The MIT has been viewed as a community of practice (Lev & Wenger 1991 ) where participants from schools, academia and policy makers share a common goal of improving the schools’ absorption culture and enhance beginning teachers’ professional skills, supported by mentors and mentoring approach. The MIT model has been proven to be highly successful for teachers’ retention in the schools participating in the pilots, as well as its impact on the partnership between schools, colleges and universities during induction.  Moreover, the MIT model influenced higher educational institutions to expand their intervention in schools and strength their contacts with the schools’ staff and policies.

During the successful teamwork of the MITs, the lack of mentors’ engagement within the group was obvious, having their work occur in parallel to the work done in the MIT. In PROMENTORS, the aim is to expand and enhance the MIT model with the mentors, by addressing the mentors’ role as well as the concept of mentoring in education, in general. This approach fits the current policy of the Israeli Ministry of Education which emphasizes the importance of sustaining and strengthening the mentors’ role in schools with the active support of the teachers’ educational academic institutes.

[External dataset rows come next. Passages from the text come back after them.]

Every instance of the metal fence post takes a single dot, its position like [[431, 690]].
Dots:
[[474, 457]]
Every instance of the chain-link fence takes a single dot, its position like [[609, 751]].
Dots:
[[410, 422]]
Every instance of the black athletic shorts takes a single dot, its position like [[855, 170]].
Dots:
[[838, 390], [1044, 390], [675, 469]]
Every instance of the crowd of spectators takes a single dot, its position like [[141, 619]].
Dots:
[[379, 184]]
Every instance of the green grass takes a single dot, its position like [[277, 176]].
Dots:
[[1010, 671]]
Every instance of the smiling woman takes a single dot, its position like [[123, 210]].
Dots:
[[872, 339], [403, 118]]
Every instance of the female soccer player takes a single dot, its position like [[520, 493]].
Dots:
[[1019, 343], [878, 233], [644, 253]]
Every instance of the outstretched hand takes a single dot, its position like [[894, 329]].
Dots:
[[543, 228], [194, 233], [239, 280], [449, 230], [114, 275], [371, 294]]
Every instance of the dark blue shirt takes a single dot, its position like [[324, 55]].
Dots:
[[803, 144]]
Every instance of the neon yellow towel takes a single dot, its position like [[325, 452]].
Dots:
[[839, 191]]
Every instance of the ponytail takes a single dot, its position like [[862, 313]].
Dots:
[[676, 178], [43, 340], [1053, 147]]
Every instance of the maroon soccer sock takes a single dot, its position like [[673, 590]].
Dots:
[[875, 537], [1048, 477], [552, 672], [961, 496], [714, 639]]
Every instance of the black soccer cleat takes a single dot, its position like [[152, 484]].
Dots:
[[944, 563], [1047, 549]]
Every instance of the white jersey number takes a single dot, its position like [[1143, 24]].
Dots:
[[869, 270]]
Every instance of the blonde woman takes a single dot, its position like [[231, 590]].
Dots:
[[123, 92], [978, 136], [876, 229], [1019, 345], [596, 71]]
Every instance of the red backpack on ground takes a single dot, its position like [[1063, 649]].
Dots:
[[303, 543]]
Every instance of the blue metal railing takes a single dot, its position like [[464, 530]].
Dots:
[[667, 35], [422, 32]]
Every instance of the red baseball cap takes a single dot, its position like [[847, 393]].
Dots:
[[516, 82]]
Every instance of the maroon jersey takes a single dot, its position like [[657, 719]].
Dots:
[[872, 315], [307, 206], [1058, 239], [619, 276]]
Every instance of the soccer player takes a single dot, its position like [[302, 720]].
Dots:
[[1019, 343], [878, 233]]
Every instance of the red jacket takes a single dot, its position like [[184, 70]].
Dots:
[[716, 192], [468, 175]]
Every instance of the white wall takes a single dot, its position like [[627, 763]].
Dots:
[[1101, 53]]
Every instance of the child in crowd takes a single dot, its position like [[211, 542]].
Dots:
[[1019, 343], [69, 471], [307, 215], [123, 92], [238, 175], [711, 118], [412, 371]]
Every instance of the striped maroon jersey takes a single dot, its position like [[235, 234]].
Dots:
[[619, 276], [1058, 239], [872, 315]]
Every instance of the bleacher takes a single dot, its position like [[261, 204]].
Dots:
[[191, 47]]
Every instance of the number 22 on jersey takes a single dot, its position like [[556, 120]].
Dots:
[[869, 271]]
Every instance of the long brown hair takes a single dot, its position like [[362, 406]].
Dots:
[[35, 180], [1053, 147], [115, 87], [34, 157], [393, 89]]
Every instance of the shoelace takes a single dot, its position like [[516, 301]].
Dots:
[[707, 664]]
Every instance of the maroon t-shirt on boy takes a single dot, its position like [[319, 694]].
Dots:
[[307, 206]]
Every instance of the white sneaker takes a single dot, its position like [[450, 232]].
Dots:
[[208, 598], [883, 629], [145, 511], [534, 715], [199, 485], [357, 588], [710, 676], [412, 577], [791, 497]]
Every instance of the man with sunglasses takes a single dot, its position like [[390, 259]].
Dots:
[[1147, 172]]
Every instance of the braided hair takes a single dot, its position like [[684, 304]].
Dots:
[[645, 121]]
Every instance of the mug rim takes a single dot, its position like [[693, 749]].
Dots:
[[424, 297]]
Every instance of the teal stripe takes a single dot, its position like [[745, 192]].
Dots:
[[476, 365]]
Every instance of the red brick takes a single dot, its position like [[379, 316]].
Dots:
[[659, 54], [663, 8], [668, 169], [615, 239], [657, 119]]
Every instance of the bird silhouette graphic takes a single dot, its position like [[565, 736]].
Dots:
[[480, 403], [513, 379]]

One of the main challenges of the mentors’ training in Israel is the lack of participation of the mentors within the existing framework.  This is because the current training is not in line with the mentors’ real needs of dealing with their own professional development. The Ministry of Education in Israel needs to take a proactive step with restructuring mentors’ training and its professional development. The Ministry of Education is striving to build new professional development opportunities for mentors outside the school which coincide with the academic institutions of higher education for teachers’ training understanding the importance of embedding the mentors’ professional development in schools.

The PROMENTORS project aims to expand the successful MIT model as a basis for a new model of mentors’ training implemented by academic teacher-training institutions and departments in Israel. In the new model, we will strengthen the MIT structure and include accredited courses at the B.Ed. level, as well as at the M.Ed. level. Mentors, beginning teachers, pedagogical advisors, and accompanying teachers, together with the school staff, will work together for maintaining mentors’ professional development.  To reach these goals, PROMENTORS will study new models that take place in EU higher educational institutions in order to model their good practices and enrich the Israeli models that will be developed.

To achieve these goals, the project will:

1) Develop and refine, via pilot implementation and evaluation, an efficient and sustainable mentoring system in Israel and implement it within training courses in the Israeli HEIs. 

2) Train 360 mentors in the new MIT courses.

3) Facilitate 3 international mobilities and train-the trainers’ scheme for implementation of the mentoring system in Israel.

4) Provide a certification system for the mentoring system in Israel as a label of quality through PGM teachers’ peer group mentoring.

5) Disseminate the learning process of MIT developed within PROMENTOR partner institutions to other Israeli HEIs.

6) Ensure communication and sharing with the use of ICT.